17 octobre 1961 : on n’oublie pas

De nombreux rassemblements ont été organisés ce mardi un peu partout en France, pour commémorer le massacre de centaines de civils algériens par la police française le 17 octobre 1961 à Paris et en région parisienne, et exiger la reconnaissance officielle de ce crime d’Etat.



Ce jour-là, cette nuit-là, la police du général De Gaulle et de son Premier ministre Michel Debré réprima avec une sauvagerie inégalée en France métropolitaine une foule d’Algériens qui défilaient, totalement désarmés et sans la moindre violence, contre le couvre-feu illégal et ouvertement raciste à la seule catégorie de ceux qui étaient répertoriés par l’administration coloniale comme des « FMA » (« Français Musulmans d’Algérie » !).

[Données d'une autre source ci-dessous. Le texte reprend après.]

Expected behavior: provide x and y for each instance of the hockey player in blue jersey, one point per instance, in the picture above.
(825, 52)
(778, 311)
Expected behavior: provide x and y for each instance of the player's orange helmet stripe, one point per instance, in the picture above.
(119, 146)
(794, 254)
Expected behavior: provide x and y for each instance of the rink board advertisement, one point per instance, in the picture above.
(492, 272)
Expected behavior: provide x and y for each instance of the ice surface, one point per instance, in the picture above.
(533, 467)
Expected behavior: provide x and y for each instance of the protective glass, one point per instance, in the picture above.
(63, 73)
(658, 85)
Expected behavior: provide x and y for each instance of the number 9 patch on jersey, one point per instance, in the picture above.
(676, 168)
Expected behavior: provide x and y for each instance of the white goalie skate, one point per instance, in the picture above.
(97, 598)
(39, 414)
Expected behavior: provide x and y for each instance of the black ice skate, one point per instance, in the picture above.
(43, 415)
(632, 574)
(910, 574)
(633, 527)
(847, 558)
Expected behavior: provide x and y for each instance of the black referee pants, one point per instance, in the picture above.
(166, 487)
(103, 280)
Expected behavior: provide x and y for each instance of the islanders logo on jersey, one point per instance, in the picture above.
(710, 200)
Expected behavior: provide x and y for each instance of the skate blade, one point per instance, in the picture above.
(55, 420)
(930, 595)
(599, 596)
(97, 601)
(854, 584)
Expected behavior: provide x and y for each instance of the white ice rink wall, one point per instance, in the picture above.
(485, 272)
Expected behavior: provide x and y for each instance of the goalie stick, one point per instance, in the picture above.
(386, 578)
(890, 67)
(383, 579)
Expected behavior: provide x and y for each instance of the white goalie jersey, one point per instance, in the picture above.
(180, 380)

Pendant des années, la version officielle des événements a fait état d’un bilan de 2 morts, alors que très rapidement, les militants indépendantistes algériens, en recensant les disparus quartier par quartier, bidonville par bidonville, en identifiant les corps des « noyés par balle » repêchés dans la Seine, dressaient un bilan de 200 tués. L’historien français Jean-Luc Einaudi, à une époque plus récente, ira jusqu’à évoquer la mort de 400 Algériens, sachant que les exécutions policières s’étaient étendues sur une vaste partie de l’année 1961, avant et après le 17 octobre.

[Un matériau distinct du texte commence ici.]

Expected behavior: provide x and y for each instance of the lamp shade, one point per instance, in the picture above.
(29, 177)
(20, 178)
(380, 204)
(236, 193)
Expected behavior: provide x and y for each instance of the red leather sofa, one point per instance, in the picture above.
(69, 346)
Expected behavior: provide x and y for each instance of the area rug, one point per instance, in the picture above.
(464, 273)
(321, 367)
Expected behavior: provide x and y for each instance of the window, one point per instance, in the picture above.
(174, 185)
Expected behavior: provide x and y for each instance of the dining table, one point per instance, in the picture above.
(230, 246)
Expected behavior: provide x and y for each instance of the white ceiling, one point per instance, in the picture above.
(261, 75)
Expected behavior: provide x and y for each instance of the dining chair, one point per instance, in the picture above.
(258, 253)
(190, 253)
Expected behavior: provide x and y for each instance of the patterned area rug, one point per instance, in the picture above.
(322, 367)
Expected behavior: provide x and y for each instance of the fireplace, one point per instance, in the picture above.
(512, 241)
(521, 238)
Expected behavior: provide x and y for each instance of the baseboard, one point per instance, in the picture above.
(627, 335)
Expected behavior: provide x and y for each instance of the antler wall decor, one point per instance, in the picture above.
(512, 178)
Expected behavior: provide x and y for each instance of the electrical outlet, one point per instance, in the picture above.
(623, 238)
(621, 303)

Les tueurs étaient dirigés par le préfet de police, un certain Maurice Papon. Après une carrière d’administrateur sans scrupules sous le régime de Vichy, la IVème République puis la Vème République de De Gaulle, Pompidou et Giscard d’Estaing, Papon avait fini par être rattrapé pour sa participation zélée à la déportation des juifs de France vers les camps de la mort.

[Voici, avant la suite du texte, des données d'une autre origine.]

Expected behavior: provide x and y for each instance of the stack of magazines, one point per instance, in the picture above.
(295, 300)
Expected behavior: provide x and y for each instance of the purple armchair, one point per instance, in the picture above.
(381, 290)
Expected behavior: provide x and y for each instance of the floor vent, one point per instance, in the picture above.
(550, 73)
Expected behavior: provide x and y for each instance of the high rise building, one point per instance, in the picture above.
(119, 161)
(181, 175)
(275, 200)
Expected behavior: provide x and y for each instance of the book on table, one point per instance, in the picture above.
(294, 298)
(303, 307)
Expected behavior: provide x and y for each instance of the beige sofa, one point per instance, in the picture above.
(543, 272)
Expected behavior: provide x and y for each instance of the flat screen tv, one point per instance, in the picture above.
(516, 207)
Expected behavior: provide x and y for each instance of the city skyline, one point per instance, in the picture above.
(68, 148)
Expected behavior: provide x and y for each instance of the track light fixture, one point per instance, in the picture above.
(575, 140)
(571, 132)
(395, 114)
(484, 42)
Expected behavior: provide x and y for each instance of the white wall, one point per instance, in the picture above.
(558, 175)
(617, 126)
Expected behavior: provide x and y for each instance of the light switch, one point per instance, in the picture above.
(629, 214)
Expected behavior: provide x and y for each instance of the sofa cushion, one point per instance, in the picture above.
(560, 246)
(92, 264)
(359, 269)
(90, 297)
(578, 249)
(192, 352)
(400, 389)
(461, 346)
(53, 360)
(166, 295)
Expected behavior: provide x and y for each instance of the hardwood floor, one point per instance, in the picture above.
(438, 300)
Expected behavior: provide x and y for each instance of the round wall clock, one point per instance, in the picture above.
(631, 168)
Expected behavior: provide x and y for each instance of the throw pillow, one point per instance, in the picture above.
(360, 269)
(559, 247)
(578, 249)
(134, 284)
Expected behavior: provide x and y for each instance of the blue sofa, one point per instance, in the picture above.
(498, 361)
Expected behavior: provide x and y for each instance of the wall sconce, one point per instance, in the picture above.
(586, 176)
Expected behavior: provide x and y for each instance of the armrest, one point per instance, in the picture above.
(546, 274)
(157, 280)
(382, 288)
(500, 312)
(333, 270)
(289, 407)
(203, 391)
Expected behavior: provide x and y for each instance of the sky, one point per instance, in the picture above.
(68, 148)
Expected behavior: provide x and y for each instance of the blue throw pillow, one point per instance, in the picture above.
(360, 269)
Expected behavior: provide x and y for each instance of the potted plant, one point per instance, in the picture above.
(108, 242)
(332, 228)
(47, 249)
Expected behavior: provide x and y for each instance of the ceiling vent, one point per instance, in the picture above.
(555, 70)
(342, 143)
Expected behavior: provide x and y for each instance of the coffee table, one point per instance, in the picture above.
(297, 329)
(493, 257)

Jugé au tournant du millénaire pour complicité de crimes contre l’humanité dans le génocide des juifs, Papon a fait 3 ans de prison, avant de s’éteindre tranquillement à son domicile en 2007, presque centenaire. Mais ni lui, ni aucun autre dirigeant français, n’a jamais eu à rendre de compte pour ses crimes coloniaux.

Rassemblement mardi soir à l’Ile-Saint-Denis (93), où plusieurs corps avaient été repêchés dans la Seine dans les jours suivant le 17 octobre. Après un discours du maire, Mohamed Gnabaly, puis du responsable du comité de commémoration, un cortège s’est formé pour aller jeter dans le fleuve des fleurs en hommage aux martyrs.